June 10 (Bloomberg) -- Japan’s mighty bureaucrats are up against an unlikely foe: a model-turned-fiscal-firebrand.
Renho Murata is better known for her swimsuit pinups and TV-presenter past than shaking up the status quo. As new leader Naoto Kan’s minister of reform, Renho is about to become the most-feared woman in Tokyo.
She is also one of the reasons investors may be pleasantly surprised by Japan’s newest prime minister, the fifth since Junichiro Koizumi stepped aside in 2006. Here are three scenarios that, if realized, might put Asia’s largest economy on sounder footing.
One: true fiscal change. Clearly, the emphasis is on “if.” This is an economy that’s cried wolf too many times. Eight months ago, Yukio Hatoyama led the Democratic Party of Japan in ending 54 years of virtually uninterrupted one-party rule with big talk of reform. And then, nothing. He resigned the premiership last week.
Enter Kan, a fiscal hawk. If there’s anything Japan needs to do, it’s to convince global investors the nation isn’t heading the way of Greece. As finance minister, Kan, 63, warned that policy makers can’t be complacent about issuing ever-growing mountains of debt just because borrowing costs are low. Kan’s pick for finance chief, Yoshihiko Noda, says Japan must draw lessons from Europe’s fiscal crisis.
Efforts to make sure debt still has buyers have veered into the surreal. That can be seen in a new advertising campaign that suggests, with apparent sincerity, that Japanese women are attracted to men who invest in government bonds. Yeah, right.
To reduce a debt that’s roughly twice the size of the $4.9 trillion economy, the DPJ is doing something revolutionary. It’s holding public hearings at which lawmakers force bureaucrats to defend their bloated budgets. And Renho, the single name by which the lawmaker goes, made quite a splash nationally with aggressive interrogations of government staffers.
Japan needs more of that, and it’s about to get it. Conversations about reining in debt too often focus on tax increases -- not a good idea with deflation deepening. It’s about spending less, and spending better.
Funds need to be redirected away from wasteful public-works projects and toward pursuits that create quality jobs and increase competitiveness. Japan could actually get more growth out of less borrowing if it spent more creatively.
Lawmakers need to be careful. DPJ leaders want to tread carefully in paring research spending at a time when China and India are upping theirs. Still, Japan is a fiscal train wreck waiting to happen. Kan’s focus on debt is good news for Japan’s credit rating and investors to boot.
Two: youthful energy. At 42, Renho is a poster girl -- literally -- for fresh leadership.

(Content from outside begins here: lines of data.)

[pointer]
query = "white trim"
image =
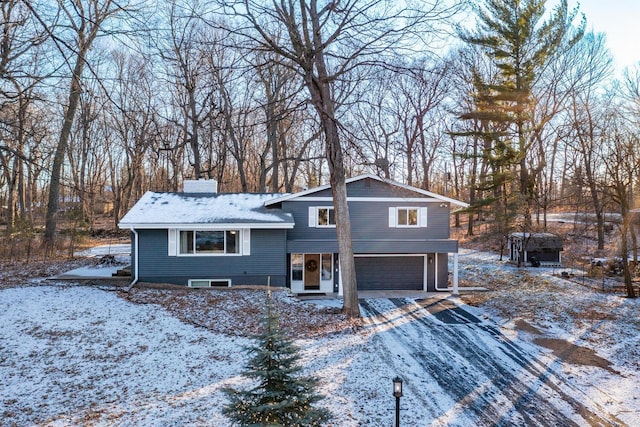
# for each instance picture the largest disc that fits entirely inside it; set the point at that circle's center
(313, 216)
(328, 225)
(422, 216)
(172, 242)
(245, 240)
(137, 256)
(372, 199)
(213, 226)
(361, 177)
(297, 286)
(240, 240)
(190, 282)
(435, 279)
(407, 208)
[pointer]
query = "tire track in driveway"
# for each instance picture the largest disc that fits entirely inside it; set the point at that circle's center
(490, 378)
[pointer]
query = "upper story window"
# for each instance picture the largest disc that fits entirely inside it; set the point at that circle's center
(322, 216)
(210, 242)
(326, 217)
(407, 217)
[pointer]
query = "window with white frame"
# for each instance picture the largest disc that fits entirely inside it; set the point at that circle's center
(322, 216)
(407, 217)
(209, 242)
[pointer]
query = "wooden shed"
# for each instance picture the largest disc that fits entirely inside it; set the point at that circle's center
(535, 249)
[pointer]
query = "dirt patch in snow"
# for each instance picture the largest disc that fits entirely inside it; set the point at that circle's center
(574, 354)
(240, 312)
(565, 350)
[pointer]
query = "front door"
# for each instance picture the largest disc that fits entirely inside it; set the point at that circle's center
(311, 272)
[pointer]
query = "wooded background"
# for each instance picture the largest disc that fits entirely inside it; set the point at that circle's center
(511, 107)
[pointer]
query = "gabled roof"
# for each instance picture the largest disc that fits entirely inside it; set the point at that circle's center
(420, 191)
(167, 210)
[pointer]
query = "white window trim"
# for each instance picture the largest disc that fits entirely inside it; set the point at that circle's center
(244, 242)
(314, 217)
(393, 216)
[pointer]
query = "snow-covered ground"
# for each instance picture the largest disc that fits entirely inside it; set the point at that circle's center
(76, 355)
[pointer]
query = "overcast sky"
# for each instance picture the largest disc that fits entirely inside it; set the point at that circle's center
(620, 20)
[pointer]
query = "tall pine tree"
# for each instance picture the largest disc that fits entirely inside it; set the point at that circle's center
(520, 45)
(281, 397)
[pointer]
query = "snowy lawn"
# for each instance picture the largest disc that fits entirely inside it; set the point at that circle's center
(76, 355)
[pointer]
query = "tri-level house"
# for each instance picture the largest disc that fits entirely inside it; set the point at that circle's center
(400, 236)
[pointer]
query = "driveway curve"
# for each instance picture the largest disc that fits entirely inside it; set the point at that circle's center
(481, 376)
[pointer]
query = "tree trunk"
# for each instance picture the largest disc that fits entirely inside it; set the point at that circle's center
(51, 220)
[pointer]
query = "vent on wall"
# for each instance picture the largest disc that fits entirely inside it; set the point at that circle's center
(208, 283)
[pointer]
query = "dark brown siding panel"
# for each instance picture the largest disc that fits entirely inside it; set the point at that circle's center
(390, 273)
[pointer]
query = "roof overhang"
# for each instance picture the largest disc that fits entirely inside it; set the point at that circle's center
(199, 226)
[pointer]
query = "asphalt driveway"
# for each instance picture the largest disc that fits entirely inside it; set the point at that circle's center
(484, 377)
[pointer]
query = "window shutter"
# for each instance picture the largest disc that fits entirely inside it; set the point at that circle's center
(313, 216)
(246, 241)
(422, 217)
(172, 241)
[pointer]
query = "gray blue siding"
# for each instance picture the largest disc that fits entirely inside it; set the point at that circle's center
(370, 221)
(267, 259)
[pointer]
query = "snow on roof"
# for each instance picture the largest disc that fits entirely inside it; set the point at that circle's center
(155, 210)
(285, 197)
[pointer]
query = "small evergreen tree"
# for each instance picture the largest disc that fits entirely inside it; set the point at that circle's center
(281, 397)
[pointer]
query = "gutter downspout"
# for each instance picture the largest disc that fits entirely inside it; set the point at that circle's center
(135, 269)
(455, 292)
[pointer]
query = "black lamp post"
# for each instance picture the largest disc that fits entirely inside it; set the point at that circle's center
(397, 393)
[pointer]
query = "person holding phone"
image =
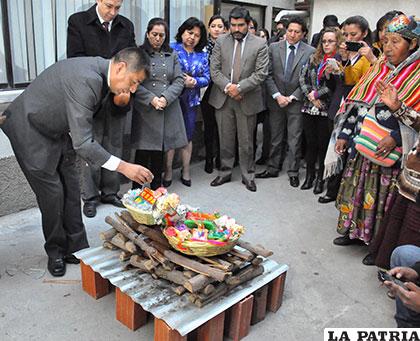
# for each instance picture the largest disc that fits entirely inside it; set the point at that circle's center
(406, 267)
(317, 96)
(387, 93)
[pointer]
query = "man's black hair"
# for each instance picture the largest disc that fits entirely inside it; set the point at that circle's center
(239, 12)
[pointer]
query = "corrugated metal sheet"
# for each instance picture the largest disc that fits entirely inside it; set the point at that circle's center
(157, 297)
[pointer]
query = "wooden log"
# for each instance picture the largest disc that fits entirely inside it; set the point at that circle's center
(244, 275)
(173, 276)
(119, 241)
(196, 266)
(189, 273)
(212, 330)
(139, 262)
(245, 255)
(108, 245)
(150, 264)
(238, 319)
(275, 293)
(164, 333)
(128, 312)
(197, 283)
(108, 234)
(260, 305)
(131, 247)
(218, 263)
(133, 236)
(93, 283)
(257, 249)
(209, 289)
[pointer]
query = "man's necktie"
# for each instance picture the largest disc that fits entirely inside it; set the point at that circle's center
(289, 63)
(105, 25)
(237, 63)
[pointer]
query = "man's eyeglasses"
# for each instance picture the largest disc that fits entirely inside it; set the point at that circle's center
(325, 42)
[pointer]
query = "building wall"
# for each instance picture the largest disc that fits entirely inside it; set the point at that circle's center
(372, 10)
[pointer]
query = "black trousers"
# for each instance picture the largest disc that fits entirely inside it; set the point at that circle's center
(58, 198)
(317, 136)
(211, 134)
(153, 160)
(334, 181)
(262, 117)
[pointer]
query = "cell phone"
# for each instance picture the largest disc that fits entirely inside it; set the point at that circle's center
(385, 276)
(333, 63)
(353, 46)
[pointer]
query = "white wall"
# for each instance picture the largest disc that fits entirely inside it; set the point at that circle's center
(372, 10)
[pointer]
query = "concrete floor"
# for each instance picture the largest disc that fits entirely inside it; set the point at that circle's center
(327, 285)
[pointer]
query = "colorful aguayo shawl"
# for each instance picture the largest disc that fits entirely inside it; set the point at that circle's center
(405, 77)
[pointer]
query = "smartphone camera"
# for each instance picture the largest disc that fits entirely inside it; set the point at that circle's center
(353, 46)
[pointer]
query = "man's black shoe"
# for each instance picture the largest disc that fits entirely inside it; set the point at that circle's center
(113, 200)
(89, 209)
(294, 181)
(261, 161)
(369, 259)
(56, 267)
(220, 181)
(266, 174)
(345, 240)
(325, 199)
(70, 259)
(250, 185)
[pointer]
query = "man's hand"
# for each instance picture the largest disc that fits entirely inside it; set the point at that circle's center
(163, 102)
(156, 103)
(233, 90)
(122, 100)
(410, 297)
(135, 172)
(404, 273)
(283, 101)
(340, 146)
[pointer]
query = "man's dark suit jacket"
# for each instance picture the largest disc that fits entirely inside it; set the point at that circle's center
(87, 37)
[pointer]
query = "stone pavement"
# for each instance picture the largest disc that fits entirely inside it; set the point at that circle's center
(326, 286)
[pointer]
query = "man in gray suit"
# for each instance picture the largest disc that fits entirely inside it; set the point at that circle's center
(287, 58)
(50, 121)
(238, 67)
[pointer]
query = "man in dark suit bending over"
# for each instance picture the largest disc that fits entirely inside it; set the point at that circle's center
(101, 32)
(50, 122)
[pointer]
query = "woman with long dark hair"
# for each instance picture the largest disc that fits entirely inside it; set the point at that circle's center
(217, 26)
(190, 42)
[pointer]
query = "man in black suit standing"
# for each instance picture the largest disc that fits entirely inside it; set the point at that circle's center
(101, 31)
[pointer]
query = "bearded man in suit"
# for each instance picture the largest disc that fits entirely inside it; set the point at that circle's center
(50, 122)
(238, 67)
(284, 98)
(101, 32)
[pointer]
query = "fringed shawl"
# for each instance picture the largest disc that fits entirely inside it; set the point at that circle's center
(405, 77)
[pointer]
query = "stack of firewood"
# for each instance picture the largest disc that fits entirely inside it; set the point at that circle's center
(204, 278)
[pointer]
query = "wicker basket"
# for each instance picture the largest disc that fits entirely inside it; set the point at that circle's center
(200, 249)
(141, 216)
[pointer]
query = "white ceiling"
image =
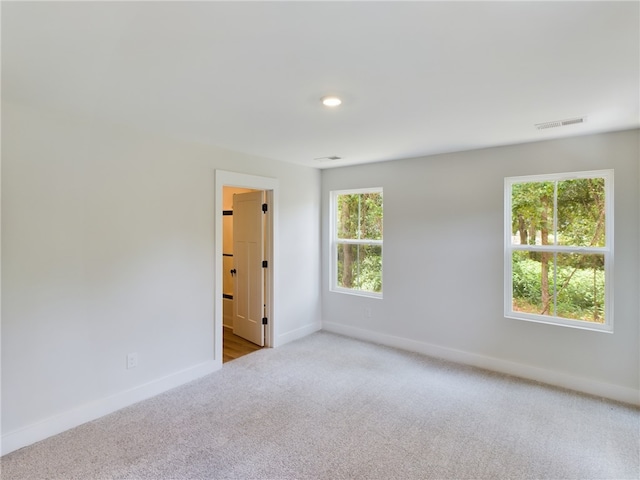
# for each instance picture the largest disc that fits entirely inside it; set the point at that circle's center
(416, 78)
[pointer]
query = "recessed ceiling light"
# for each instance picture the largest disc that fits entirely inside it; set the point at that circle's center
(331, 101)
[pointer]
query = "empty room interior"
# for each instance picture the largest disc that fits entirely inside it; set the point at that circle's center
(320, 239)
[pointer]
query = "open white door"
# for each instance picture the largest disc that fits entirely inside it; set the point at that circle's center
(248, 254)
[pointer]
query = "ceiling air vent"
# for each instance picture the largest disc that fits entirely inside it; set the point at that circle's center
(561, 123)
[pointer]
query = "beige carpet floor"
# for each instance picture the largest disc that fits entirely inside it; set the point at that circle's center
(329, 407)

So is Noda, who, at 53, stands in stark generational contrast to Hatoyama’s first finance minister -- 77-year-old Hirohisa Fujii. What’s more, Kan gave his party’s No. 2 post to Yukio Edano, 46.
Age is no predictor of performance. Nor is youth normally a plus in a political culture steeped in seniority and back-room appointments. The septuagenarians had their chance in Tokyo, not to mention the octogenarians. Why not try turning the keys over to a younger, less-ingrained crowd?
Kan’s background and priorities make that possible. He’s one of the few prime ministers Japan has had in recent decades who didn’t descend from political royalty. His family name had nothing to do with this election.
This “commoner” may be a less predictable leader than his predecessors, less doctrinaire in his views and less beholden to shadowy puppeteers pulling the strings from afar.
Three: bureaucrats beware. Kan won’t make many friends among the government staffers who really run the economy. His party’s lip service on wresting control from the bureaucracy hasn’t translated into action. Kan’s decision to dump some of Hatoyama’s key retainers in favor of his own suggests the gloves are coming off.
Too many bureaucrats work for themselves, not taxpayers. One reason is the hope of eventually getting a cushy gig in the industries they oversaw while in government. If that’s not a recipe for corruption and economic stagnation, what is? In trying to revitalize an economy devoid of vitality, Kan is looking in the right places.
That gets us back to the “if.” None of this is possible if Kan isn’t around long enough to deliver change. Next month’s upper-house elections are the first big test. If he and his coalition government survive, Kan will have an opportunity to show investors that Japan can hold its ground in a volatile global economy.
Kan’s sticking around would break the revolving-door politics that plague Japan. It’s become too easy for prime ministers to walk away when the going gets tough. A better system would require that they make bold decisions, stand by them and make them work -- not bow out when approval ratings slide. No serious person can say this discontinuity in government is a good thing.
Change doesn’t come easy in Japan, and new approaches to it are desperately needed. A commoner premier and a one-time swimsuit idol asking hard questions may be just the answer.
(William Pesek is a Bloomberg News columnist. The opinions expressed are his own.)